2. A process according to claim 1, wherein following step (e) a diafiltration step is performed, and wherein the permeate including additional sweet compounds is passed to step (f).

3. A process according to claim 2, wherein after step (f), a diafiltration step is performed, to provide additional retentate including the sweet compounds.

4. A process according to claim 3, wherein the diafiltration volume is 2 to 4 times the feed volume.

5. A process according to claim 3, wherein following step (d), the extract is passed through a microfiltration membrane of pore size in the range of 0.02 to 0.20 .mu.m at a trans-membrane pressure of 100 to 200 kPa.

6. A process according to claim 5, wherein the process is continuous, and wherein step (c) the solvent is added by pressurized spray.

7. A process according to claim 4, including the additional step of diafiltration.

8. A process according to claim 7, wherein step (e), the extract is provided at a controlled temperature of 10 to 65.degree.

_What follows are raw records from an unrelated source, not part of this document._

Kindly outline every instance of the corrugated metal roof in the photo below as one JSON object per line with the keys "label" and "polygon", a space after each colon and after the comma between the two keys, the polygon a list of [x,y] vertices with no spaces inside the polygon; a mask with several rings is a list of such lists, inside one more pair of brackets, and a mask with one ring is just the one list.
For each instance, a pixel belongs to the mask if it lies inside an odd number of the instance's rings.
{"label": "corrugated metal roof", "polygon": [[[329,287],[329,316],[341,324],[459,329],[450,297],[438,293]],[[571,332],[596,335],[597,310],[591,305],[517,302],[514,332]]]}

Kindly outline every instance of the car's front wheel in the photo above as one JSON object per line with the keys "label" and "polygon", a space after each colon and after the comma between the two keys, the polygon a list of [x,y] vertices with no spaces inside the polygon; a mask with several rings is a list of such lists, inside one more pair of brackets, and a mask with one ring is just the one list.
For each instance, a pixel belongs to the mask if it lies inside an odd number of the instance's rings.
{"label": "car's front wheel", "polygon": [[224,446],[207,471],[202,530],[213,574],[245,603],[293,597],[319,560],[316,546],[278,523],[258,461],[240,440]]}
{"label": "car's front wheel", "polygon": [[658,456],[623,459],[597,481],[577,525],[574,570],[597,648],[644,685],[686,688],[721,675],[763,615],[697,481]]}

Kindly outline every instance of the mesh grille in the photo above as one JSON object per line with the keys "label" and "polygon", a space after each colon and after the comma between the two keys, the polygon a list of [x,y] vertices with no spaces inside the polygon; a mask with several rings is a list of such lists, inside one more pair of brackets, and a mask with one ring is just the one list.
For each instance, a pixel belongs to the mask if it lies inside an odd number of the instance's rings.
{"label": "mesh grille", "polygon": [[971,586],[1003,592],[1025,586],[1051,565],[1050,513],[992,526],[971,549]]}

C.

9. A process according to claim 8, wherein step (c) the temperature of the solvent is 2 to 6.degree. C.

10. A process according to claim 8, wherein step (c) the pH of the aqueous solvent is lowered to 2 to 4.

11. A process according to claim 10, wherein the pH is lowered by the phosphate ion.

12. A process according to claim 11, wherein the pH is about 2 and the temperature is about 4.degree. C.

13. A process according to claim 8, wherein step (a), the residence time in the column is 10 to 20 minutes.

14. A process according to claim 13, wherein the aqueous solvent is water, and wherein the plant material comprises pre-dried leaves.

15. A process according to claim 13, wherein step (e) the temperature of the feed is room temperature.

16. A process according to claim 15, wherein step (f) the temperature of the feed is about 80.degree. C.

17. A process according to claim 16, wherein step (e) the molecular weight cut-off of the membrane is about 2.5 kDa.

18. A process according to claim 17, wherein step (f) the molecular weight cut-off of the membrane is about 400 Da.

19. A process according to claim 14, wherein the leaves are comminuted to a size of 10 to 40 mm.

20. A process according to claim 19, wherein step (c) the leaf: water ratio is about 0.05:1 w/w.